Walking
By LeRoy Chatfield
I enjoy walking!
For more than 25 years, walking has been my only form of exercise. I don’t play golf, I am not comfortable working out in a gym-setting with other people, or doing different kinds of repetitive exercises over and over, again and again. I don’t for a minute question their efficacy – most of my friends and neighbors love going to the gym and don’t miss a day working out. But for my part, I feel cooped up, trapped, stationary and non-productive – I would rather walk in the outdoors to see what I see, and to think about things. What things, you ask? Just simple stuff – things I wonder about, worry about or am upset about and more often than not, things I want to write about.
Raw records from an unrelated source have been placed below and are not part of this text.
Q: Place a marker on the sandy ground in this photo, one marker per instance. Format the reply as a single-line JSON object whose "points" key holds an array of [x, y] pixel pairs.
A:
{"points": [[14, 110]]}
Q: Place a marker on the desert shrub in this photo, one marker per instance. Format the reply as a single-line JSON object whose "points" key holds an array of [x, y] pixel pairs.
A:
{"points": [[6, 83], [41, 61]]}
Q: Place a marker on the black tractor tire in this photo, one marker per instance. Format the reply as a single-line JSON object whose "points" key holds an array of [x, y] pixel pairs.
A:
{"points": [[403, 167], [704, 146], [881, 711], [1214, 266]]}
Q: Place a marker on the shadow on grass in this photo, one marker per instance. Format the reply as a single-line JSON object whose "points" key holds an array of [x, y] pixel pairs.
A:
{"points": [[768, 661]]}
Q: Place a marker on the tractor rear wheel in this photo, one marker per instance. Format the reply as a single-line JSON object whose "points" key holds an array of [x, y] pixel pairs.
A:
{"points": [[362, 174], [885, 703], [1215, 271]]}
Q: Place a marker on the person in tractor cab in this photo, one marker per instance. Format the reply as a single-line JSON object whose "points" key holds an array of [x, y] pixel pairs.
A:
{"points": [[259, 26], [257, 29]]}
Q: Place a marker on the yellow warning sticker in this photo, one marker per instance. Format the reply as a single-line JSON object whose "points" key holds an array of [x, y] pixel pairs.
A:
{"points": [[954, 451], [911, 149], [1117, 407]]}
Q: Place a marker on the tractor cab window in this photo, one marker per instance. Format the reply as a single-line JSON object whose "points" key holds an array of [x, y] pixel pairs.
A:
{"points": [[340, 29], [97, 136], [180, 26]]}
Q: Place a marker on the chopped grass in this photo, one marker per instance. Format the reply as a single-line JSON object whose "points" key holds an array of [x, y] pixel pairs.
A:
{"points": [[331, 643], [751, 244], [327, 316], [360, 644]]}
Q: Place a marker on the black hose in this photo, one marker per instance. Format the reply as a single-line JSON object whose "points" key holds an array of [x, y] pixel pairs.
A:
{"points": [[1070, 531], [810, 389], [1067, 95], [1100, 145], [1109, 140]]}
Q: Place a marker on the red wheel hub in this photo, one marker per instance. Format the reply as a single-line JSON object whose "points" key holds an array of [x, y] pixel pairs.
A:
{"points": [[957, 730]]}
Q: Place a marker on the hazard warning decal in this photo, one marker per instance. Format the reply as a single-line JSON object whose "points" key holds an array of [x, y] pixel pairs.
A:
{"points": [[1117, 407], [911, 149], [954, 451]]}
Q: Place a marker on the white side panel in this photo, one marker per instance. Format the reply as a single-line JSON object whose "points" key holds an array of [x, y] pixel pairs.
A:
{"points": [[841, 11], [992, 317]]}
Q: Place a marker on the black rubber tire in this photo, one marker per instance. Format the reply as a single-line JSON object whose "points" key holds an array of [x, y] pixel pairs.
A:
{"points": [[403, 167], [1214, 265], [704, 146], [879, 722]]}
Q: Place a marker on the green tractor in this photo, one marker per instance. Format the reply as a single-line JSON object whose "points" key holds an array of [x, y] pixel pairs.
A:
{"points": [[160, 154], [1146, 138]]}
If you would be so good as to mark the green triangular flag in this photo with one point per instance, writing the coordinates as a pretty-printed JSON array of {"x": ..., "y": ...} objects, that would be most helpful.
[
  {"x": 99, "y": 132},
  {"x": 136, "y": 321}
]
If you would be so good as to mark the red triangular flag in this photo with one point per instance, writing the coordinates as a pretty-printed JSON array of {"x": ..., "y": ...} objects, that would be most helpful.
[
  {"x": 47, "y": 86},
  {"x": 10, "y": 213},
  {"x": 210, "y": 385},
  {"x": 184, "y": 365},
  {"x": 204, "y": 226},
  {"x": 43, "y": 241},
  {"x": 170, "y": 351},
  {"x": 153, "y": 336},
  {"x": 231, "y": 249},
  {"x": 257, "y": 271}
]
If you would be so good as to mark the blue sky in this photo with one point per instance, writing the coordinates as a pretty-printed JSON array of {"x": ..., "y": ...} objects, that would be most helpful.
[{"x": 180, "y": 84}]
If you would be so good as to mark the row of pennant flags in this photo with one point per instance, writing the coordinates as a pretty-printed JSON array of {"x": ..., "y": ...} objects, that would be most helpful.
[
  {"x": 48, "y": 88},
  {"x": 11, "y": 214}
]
Walking is my meditation period.
For 20-years, Dr. Mui of Kaiser Permanente – the most solicitious and caring doctor I ever had – would quiz me during each visit: How often do you walk? How far? How fast? Then he would update my medical chart: Every day; 3 miles per day; 5 miles on Sunday; One hour.
And after each visit, before he would let me leave his office, he would give me a pep talk about how important walking was for my health, and how pleased he was I was keeping up my daily walking. He hoped I would continue. Dr. Mui spoke always softly and very sincerely: “Mr. Chatfield, it is very important for you to keep walking! Thank you for taking care of your health.”
Dr. Mui need not worry. My faithful dog, Fergus, will not let a day pass without walking me. When he feels it is time for us to walk, he will nudge me, walk to and fro, until I get up out of my easy chair, put on my hat, find his leash, select a couple of treats and put a couple of doggie bags in my pocket and say: OK, Fergus, let’s go!
Now the shoe is on the other foot! Our daily pre-walk ritual begins. Who said I wanted to go on a walk? Fergus retreats to the living room to look aimlessly out the front window, he pays me no attention, he doesn’t come. I wait for a bit and finally, very leisurely, he ambles up to me but passes me by and retreats back to the living room to look out the window again. Now we have a stand-off, who will give in first?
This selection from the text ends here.